Apr 13, 2020 • Avik Das
Once you get a certain scale, the complex systems needed to maintain that scale introduce problems that never existed before. Continuing my series on scalability concepts, I want to introduce the idea of read-after-write consistency.
Read-after-write consistency is the ability to view changes (read data) right after making those changes (write data). For example, if you have a user profile and you change your bio on the profile, you should see the updated bio if you refresh the page. There should be no delay during which the old bio shows up.
If there is a delay, this is known as a read-after-write inconsistency.
It’s important to note the consistency only applies to the one performing the write. For example, you may update your profile, but someone else may not see the update for another minute. For most large-scale systems, some amount of delay like this is inevitable, but it’s really important the original writer see their update immediately.
The root cause of read-after-write inconsistency is reading and writing in different sources. If you only have one database on one machine, you don’t have this problem, but once you scale to multiple databases, you might not be reading and writing from the same database.
This also suggests a fix for read-after-write inconsistency: ensure a single user reads from and writes to the same source at any given time.
Data partitioning is a scenario where read-after-write consistency is not violated. If your data set is too big to fit in one machine, you would partition it onto multiple machines. That means each record is stored only on one machine, so you need to figure out how to always access that record from the same machine.
(I’ll talk more about data partitioning in a later post.)
Typically, this is done by using the lookup key to figure out which machine stores that key, so you have a sort of pinning—of the sort I talk about below—already built in. The read-after-write consistency issues I discuss in this post usually involves multiple copies of the same data stored across multiple geographies.
With a general framework for how read-after-write inconsistency issues arise, let’s look at some common examples. In addition to discussing the problem, I’ll talk about the corresponding solution.
At scale, it’s often desirable to keep multiple copies of the same data. Doing so enables resilience by allowing traffic failovers in case one of the copies is inaccessible. The replicas are kept in sync.
If a single user bounces between the replicas for each data access, they can write to one replica and read from another replica. To avoid read-after-write inconsistency, one of two things needs to happen.
Data replication needs to happen synchronously. This means a write operation is not considered complete (and therefore success is not communicated back to the user) until the data is propagated immediately to all replicas. Unfortunately, this makes each write operation much slower, and it raises the question of what to do if one of the replications fails.
If data replication happens asynchronously (in the background), the typical solution is user pinning, also known as sticky routing. Each user is assigned a single database replica they always read and write from.
Sticky routing assignments are typically stored in a separate database, and is common when the replicas are geographically distributed. In that case, a user is assigned a replica close to them. The assignments are typically recalculated periodically to account for users moving around in the world, and whenever replications are taken offline or new ones brought online.

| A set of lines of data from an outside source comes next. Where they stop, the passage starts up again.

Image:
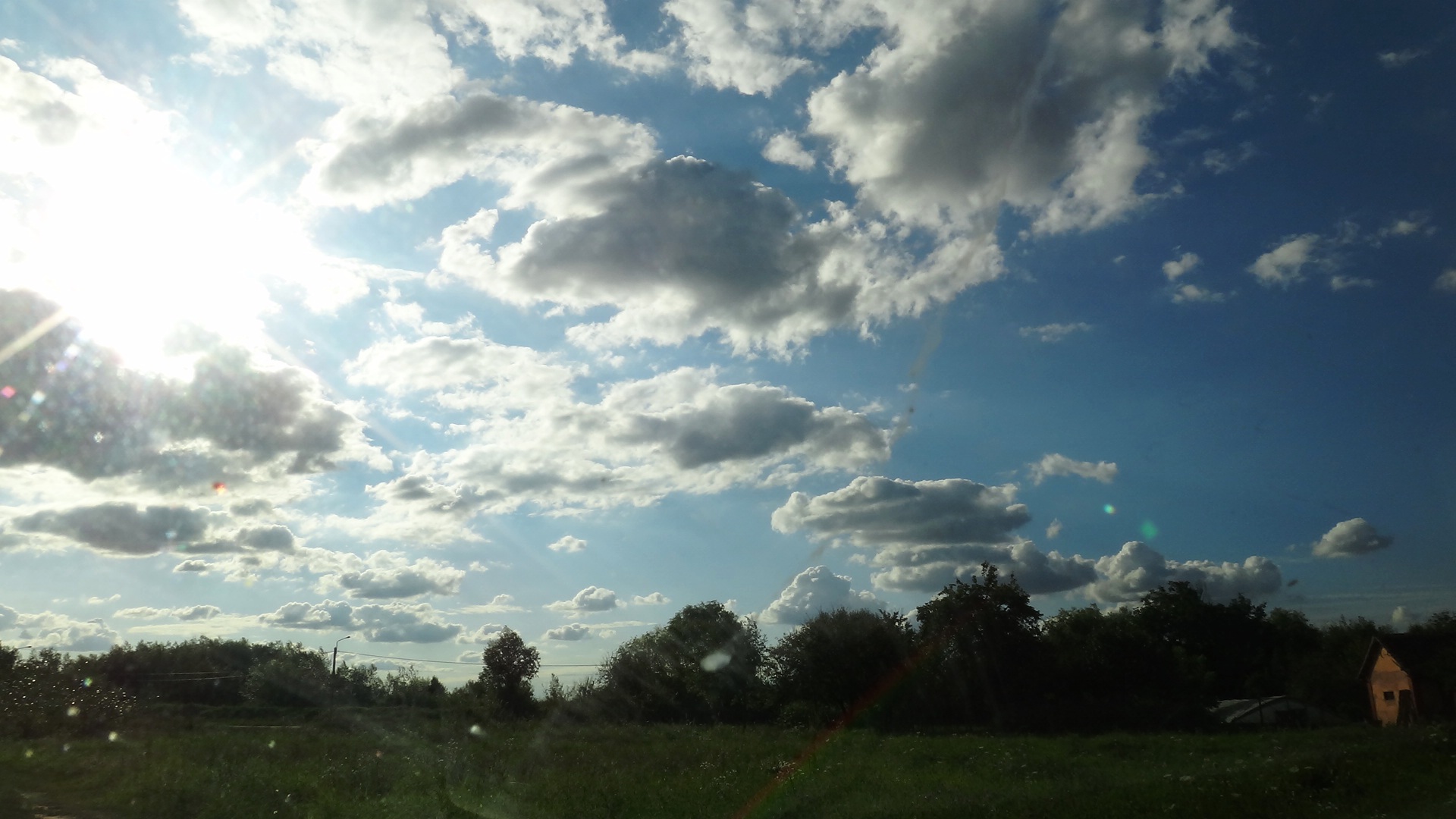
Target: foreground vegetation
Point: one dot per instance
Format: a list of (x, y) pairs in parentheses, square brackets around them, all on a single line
[(376, 764)]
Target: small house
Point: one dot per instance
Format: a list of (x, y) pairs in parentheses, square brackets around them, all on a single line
[(1411, 678)]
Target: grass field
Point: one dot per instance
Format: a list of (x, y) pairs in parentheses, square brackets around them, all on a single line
[(416, 768)]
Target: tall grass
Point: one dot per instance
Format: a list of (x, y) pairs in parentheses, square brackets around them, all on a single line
[(424, 770)]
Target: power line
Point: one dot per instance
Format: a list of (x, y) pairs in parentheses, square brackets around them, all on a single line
[(465, 664)]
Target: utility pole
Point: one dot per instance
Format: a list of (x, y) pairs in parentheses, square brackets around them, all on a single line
[(335, 668)]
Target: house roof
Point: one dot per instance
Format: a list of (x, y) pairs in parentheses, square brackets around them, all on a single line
[(1427, 656)]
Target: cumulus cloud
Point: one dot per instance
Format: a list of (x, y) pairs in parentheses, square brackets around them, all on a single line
[(874, 510), (552, 31), (185, 614), (237, 414), (1285, 264), (1047, 115), (566, 544), (814, 591), (121, 528), (679, 431), (498, 604), (587, 601), (1053, 333), (571, 632), (927, 534), (1354, 537), (1053, 465), (683, 246), (471, 373), (1183, 264), (1194, 295), (546, 153), (58, 632), (750, 47), (329, 50), (785, 149), (1138, 569), (1398, 58), (378, 623), (1338, 283)]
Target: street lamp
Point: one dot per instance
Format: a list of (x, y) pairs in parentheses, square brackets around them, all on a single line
[(332, 670)]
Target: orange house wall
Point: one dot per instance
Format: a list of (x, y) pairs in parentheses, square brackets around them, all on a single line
[(1386, 675)]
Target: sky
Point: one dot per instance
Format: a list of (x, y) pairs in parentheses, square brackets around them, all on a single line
[(410, 321)]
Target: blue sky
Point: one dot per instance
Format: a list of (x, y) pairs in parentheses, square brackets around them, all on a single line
[(411, 321)]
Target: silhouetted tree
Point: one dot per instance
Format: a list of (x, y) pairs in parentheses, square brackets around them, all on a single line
[(986, 632), (510, 665), (702, 667), (837, 657)]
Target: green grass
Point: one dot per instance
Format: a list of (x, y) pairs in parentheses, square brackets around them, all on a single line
[(424, 770)]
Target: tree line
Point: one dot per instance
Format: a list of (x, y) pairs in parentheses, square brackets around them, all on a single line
[(976, 654)]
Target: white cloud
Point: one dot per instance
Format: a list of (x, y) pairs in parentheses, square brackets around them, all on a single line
[(1138, 569), (927, 534), (58, 632), (1220, 161), (246, 420), (498, 604), (568, 544), (1398, 58), (388, 623), (1056, 136), (747, 49), (1053, 333), (1338, 283), (590, 599), (1193, 295), (682, 246), (571, 632), (552, 31), (1353, 537), (1183, 264), (378, 55), (1283, 265), (1053, 465), (185, 614), (679, 431), (785, 149), (814, 591)]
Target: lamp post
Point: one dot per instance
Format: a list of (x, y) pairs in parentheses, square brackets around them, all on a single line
[(335, 668)]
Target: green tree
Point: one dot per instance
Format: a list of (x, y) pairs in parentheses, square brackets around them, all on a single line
[(510, 665)]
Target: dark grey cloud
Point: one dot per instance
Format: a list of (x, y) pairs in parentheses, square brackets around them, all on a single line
[(927, 534), (881, 512), (121, 528), (1034, 104)]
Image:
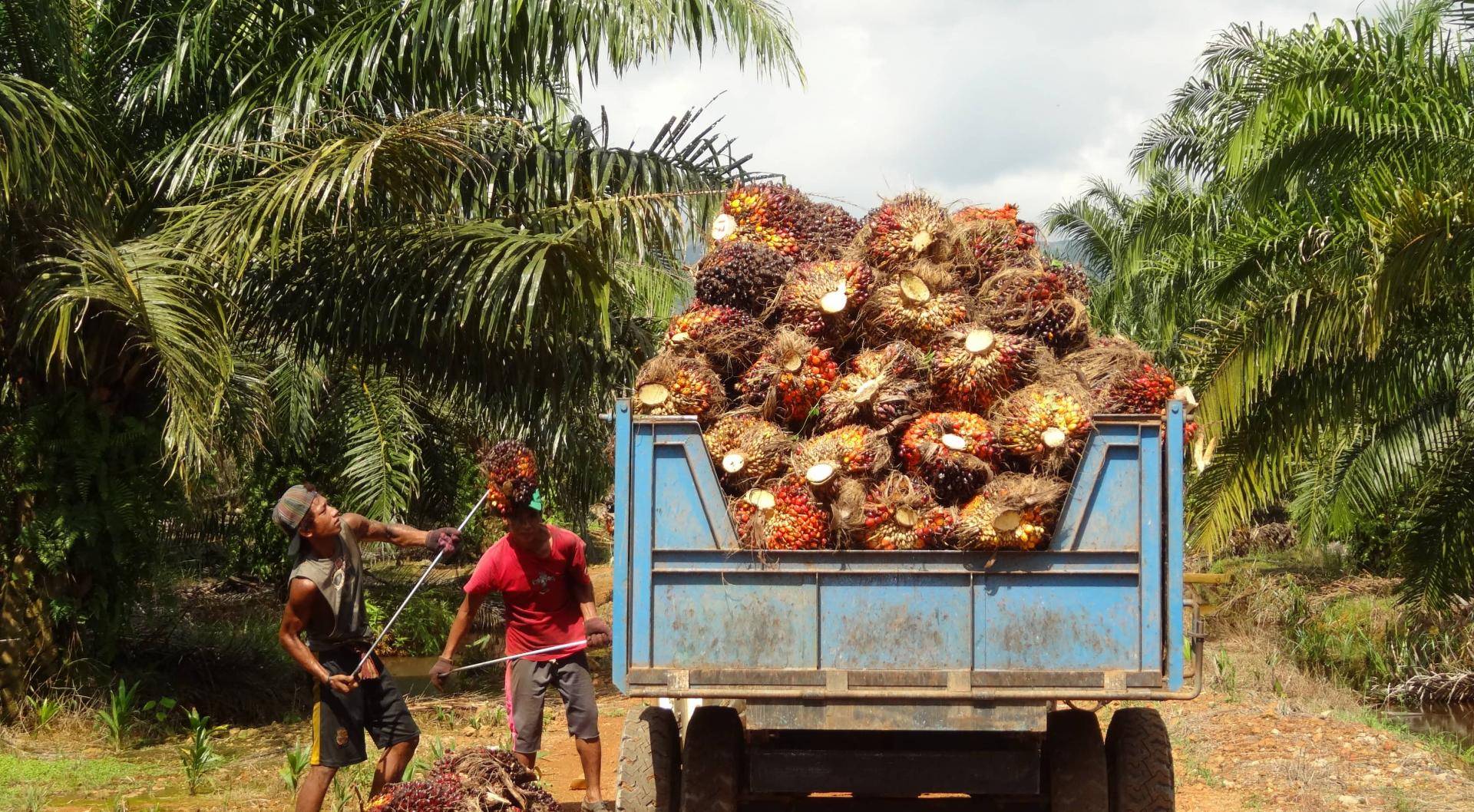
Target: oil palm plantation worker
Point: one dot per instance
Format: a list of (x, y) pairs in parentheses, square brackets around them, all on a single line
[(543, 578), (326, 602)]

There’s another option, which I’ll discuss in the context of a different scenario.
A special case of database replicas is when one database is used for writing and the remaining are used for reading. I talked about why you might want this architecture in my post about distributed ID generation, and this architecture is common when users are reading much more often than they write.
Here, sticky routing doesn’t make sense because every user writes to the same replica. Instead, lazy lookups can be employed. A read goes to any read replica, but if the requested key is not found, the application instead reads from the designated write replica. This is easier when there’s only one write replica, as you have a single place to look up data when it’s not available locally.
You have to be careful of this approach, as it makes “not found” errors very expensive in your application. If you don’t expect many such errors, then you may be okay. Furthermore, this approach doesn’t detect updated data, only new records. For example, this approach would work to find a new post, but it would not find edits to an existing post.
Note that read replicas are sometimes used for use cases like offline batch jobs, like daily data analytics. In this case, the offline job reading the data is not the same user writing the data, so read-after-write-consistency is not violated.
I said in the beginning that another viewer may not see an update immediately. For some applications, like instant messaging, we want to deliver data to other viewers instantaneously.
Unfortunately, like all problems at scale, there isn’t a perfect answer. Some of the solutions outlined above, like synchronous replication or backup reads, can help, but at the cost of speed. Ultimately, each application will have to decide which is the right approach, or even sacrifice some consistency in certain cases!
Maintaining read-after-write consistency is a consideration once your application stores multiple copies of your data. For a good user experience, it’s important the user sees any updates they make show up as soon as the application confirms the update succeeded. Otherwise, it looks like your application loses data.
When designing applications at scale, this is the type of problem I have to consider at the design stage.